Since the beginning, Blurb has been a place people come to to make books with their art. And there are some really amazing ones that have been made with us. This month, though, I’m taking a look at self-published art books that showcase a whole conceptual project—including some that, if it weren’t for a book, couldn’t be reproduced at all. From the journey of an inflatable duck to an artist’s illustrated envelopes to a collection of trash, this month’s books break down (museum) walls and explore the world in creative ways.

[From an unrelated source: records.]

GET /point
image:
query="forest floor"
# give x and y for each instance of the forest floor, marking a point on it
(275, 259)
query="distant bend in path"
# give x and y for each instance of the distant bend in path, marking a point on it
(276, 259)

Brooklyn-based artist Cibele Vieira’s book takes a seemingly child-like activity—floating an inflatable golden duck down a river—to create a work that is funny, strange, and profound. As the duck floats and bobs through bodies of water from Brooklyn to Brazil, it becomes both a witness and a catalyst to interactions between humans, their environment, and even Vieira herself. It’s a travelogue of the most unusual sort and commemorates an artwork that can never be reproduced.

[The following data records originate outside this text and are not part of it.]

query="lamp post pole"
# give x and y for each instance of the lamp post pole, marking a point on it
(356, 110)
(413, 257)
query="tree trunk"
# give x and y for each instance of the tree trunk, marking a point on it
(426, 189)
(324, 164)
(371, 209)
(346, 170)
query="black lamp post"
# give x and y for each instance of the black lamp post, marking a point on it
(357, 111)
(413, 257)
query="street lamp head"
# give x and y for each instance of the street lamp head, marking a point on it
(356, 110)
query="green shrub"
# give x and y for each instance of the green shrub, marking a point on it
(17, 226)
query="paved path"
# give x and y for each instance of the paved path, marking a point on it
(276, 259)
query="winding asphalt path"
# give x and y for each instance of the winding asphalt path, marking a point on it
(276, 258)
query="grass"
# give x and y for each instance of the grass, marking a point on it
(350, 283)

Ellen Heck started Forty Fridas with an Internet image search for women and girls dressed up as artist Frida Kahlo. With the permission of each, she recreated the photos as copperplate etchings. It’s a heartbreakingly beautiful study of identity, centered on an artist known for self-representation, whose image is perhaps more famous than her paintings.

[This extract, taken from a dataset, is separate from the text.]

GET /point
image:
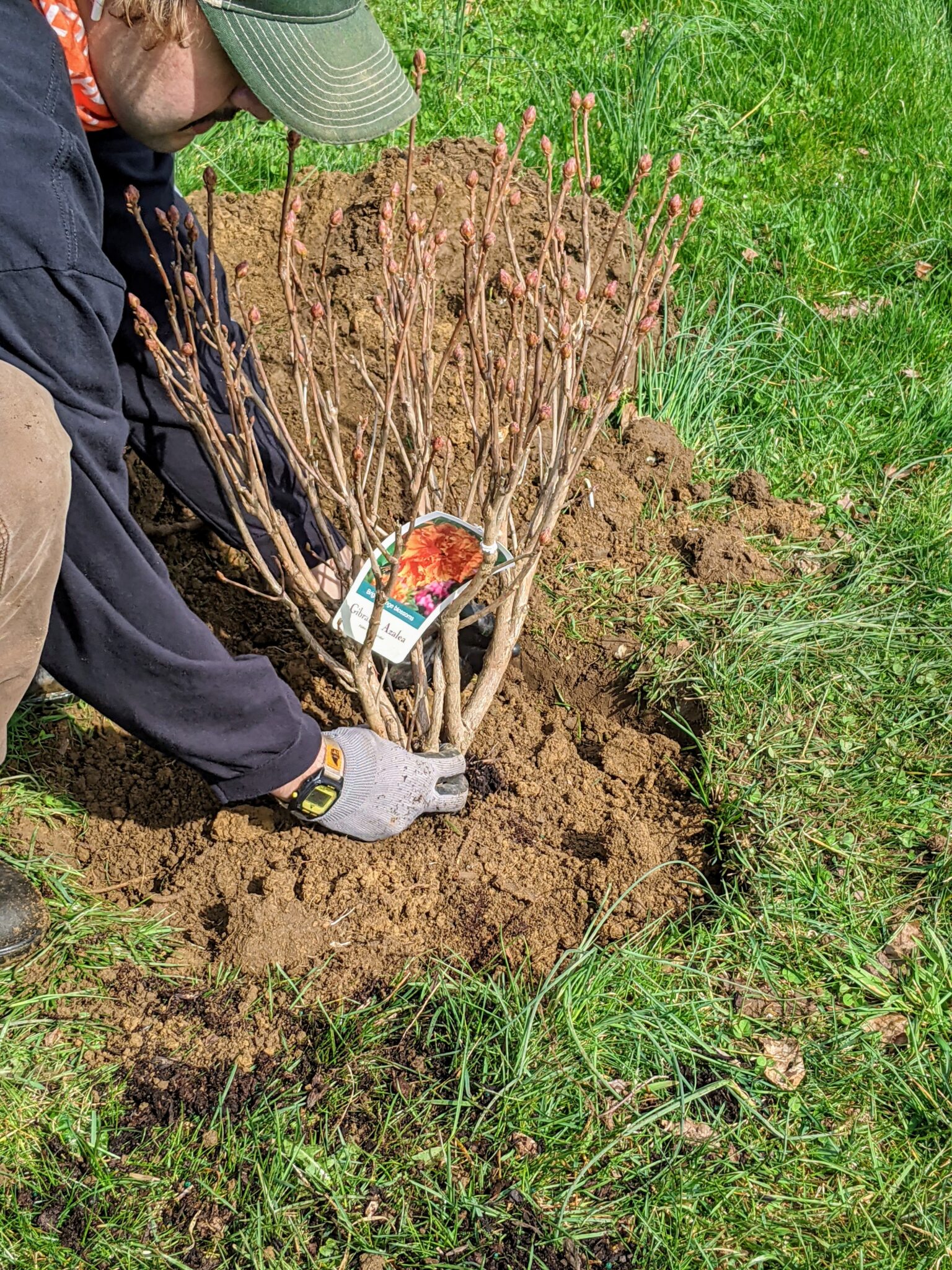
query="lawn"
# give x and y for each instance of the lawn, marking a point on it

Active since the 1960s, Ben Schonzeit is an artist long known for bold and grand photo-realistic renderings of fish, fruit, and cakes—as well as large mind-bending painted “photo collages” and multi-room murals depicting illusionistic space. The subject of this book, photographed by Kimberly M. Wang, is decidedly smaller: paintings on envelopes that he sends to friends. The book shows Schonzeit’s process, from large to small, from public to intimate. It’s an ode to the beauty of small projects—and of letting go.
Jenny Odell’s art is one of concept and cataloging. As an artist-in-residence at San Francisco’s waste removal facility (yes, this is a thing), Odell became fascinated with the provenance of the objects that pass through the massive recycling and landfill facility. This all became a part of a larger project called the Bureau of Suspended objects. She classifies objects as “new objects” (purchased from mass retail stores), “in use” (selected from her parents’ home), and “discarded objects” (culled from Recology). She then painstakingly traces the objects to their origins: factories in China, marble mines in South America. From photos of an anonymous Marine’s tour of duty in Vietnam, to a Homer Simpson doll, this trilogy is designed to make us think about the value of objects and the vast lifecycle of our global supply chain.